Until very recently I was surrounded by highly trained technical scientists. What felt like the next breath, the scientists were replaced by a diversely multi-talented group of novice culinarians. Before meeting this group, I jokingly referenced the reality television phrase, “I’m not here to make friends.” I honestly thought my classmates would be cold, brooding, and offer to help me feel stupid at every turn. I imagined myself alone on this long, dusty road of food-related nerdom.

But I quickly learned the contrary (I mean, not about the nerdom). Within the first few weeks, my classmates already discussed hosting Friendsgivings, became social media BFF’s (100 likes and little hearts!), planned study dates, and created a class Facebook group. The online group proved to be a surprisingly valuable forum where we ask each other for assignment clarification and help, show support for a friend who could really use some extra love, post links to upcoming food culture related documentary viewings, or post pictures of phallic-shaped farmers market gourdes. On several separate occasions my classmates have brought in homemade gingersnap cookies, apple spice cake, traditionally smoked salmon, and the Dr. Seuss looking fruits of an abundant quince harvest. One time, even the Chef snuck a piece.

Of the average 18 hour weekday, my husband and I are together for four, and three of those go to homework. That one precious hour with my hubby is spent prepping dinner (knife skill practice!) while we try to cram in a day’s worth of stories and updates. In contrast, I am with my group of classmates six to eight hours per day. We spend our breaks together, lunch together, study together, and even go out to bubble tea or cocktails after a long week of grueling and sweaty classes. We plan field trips and knife skills jam sessions. We discuss recipes and ancient cooking techniques. This sweaty fellowship will be my team and family for the next 17 months (one month down…), and I couldn’t have picked them out better if I tried. We share; we mince; we play really well together.

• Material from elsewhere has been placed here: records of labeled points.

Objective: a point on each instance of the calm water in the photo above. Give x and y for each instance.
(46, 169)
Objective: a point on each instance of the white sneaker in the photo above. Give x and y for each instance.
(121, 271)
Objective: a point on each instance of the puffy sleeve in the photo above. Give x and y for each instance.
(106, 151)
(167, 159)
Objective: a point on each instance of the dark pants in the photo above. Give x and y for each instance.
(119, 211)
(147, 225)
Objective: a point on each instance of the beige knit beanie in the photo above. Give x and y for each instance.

Earlier this week (week six), a month had passed since my first Old Western showdown, and I feel like every day my posse bonds even tighter through this shared experience called culinary school. It was halfway through our first class of the day when the sun started to rise and fill the sky with all the beautiful pastels of a mid-Fall morning. The lights were dimmed as part of the lecture, and the crisp white chef coats of my classmates composed a graceful contrast to the skies behind them. I hadn’t really even noticed that I drove to school in the predawn dark. It took this sunrise to remind me what a stunning demonstration of commitment and care we all embody by showing up. When there was a pause in the lecture one of my friends mused dreamily, “What a beautiful sunset!” We all lost it, doubled over laughing as she chuckled how little she’d slept this week. Sunset or sunrise, what’s the difference, it kinda feels like it we would be together for either one. All of us together, my friend who I ran to defend, “sunset”, and all the rest of my family of incredible classmates. I’m happily hooked — my Stage Five Protective Sister Mode safely stored…ready for use when needed.